Imagine a lens with a wide aperture, you can’t get every depth in focus at once, you have to choose your subject.
The same goes for the FFT Size, it’s a focus control which instead of choosing a certain depth, choose a certain time/frequency balance.
The smaller the FFT Size, the more details you’ll get with time-centric events (such as transient sounds) but the blurrier the tones.
The larger the FFT Size, the more details you’ll get with frequency-centric events (such as static tones) but the blurrier the transients.
However spectrograms are not just transients and static tones, there’s a wide variety of frequency shapes in a recording.
See the spectrogram of a voice for instance : it’s a lot of frequencies stacked on top of each others, which are not just straight lines but wobbling lines. Which means they are not purely horizontal or purely verticals, but a mix of both, and they vary over time. So sometime you need to focus on the horizontal parts, sometime on angled parts, sometime verticals, sometime curves, etc.

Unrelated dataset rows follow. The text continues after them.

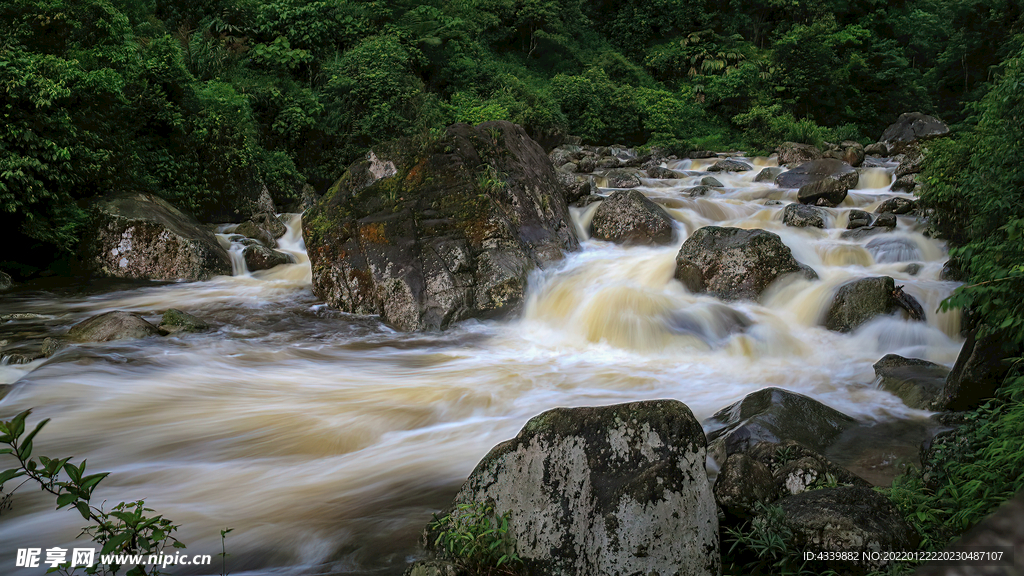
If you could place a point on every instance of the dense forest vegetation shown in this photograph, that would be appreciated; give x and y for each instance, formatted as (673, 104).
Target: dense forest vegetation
(203, 100)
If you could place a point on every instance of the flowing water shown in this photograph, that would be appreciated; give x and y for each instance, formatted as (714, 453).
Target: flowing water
(326, 440)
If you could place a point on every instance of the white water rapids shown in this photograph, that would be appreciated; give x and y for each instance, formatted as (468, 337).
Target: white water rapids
(326, 441)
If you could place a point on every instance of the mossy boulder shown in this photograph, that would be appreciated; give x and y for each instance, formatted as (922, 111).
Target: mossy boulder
(734, 263)
(614, 490)
(140, 236)
(774, 415)
(427, 233)
(629, 217)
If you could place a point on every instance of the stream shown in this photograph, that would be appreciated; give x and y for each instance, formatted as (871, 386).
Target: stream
(326, 441)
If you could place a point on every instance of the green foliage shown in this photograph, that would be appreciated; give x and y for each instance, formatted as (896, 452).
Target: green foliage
(478, 538)
(125, 529)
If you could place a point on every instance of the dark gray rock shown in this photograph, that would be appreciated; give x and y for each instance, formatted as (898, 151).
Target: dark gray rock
(629, 217)
(774, 415)
(733, 263)
(858, 301)
(911, 127)
(768, 174)
(858, 218)
(897, 206)
(918, 382)
(801, 215)
(260, 257)
(622, 178)
(729, 165)
(453, 233)
(817, 170)
(140, 236)
(615, 490)
(979, 371)
(795, 153)
(828, 193)
(177, 321)
(660, 172)
(848, 519)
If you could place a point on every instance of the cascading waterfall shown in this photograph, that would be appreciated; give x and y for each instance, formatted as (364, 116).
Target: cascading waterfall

A picture being worth a thousand words, here’s the same example under 3 different FFT Size (see the parameter at the top right of the screen):
https://i.imgur.com/y47vR5T.png
https://i.imgur.com/PEah3Pe.png
https://i.imgur.com/EjTkm5D.png
thanks! i thought while i was writing the other post, or thought, the word “transient” came up in my mind. but because i didn’t know it for sure… and the word “time”, and yes, there is more to it. you explain it well!
i will print this… perhaps worth a special paragraph (with the pictures) in the manual!
or print this, save this: i am dutch, i am cheap…
very worthfull information to work with spectralayers!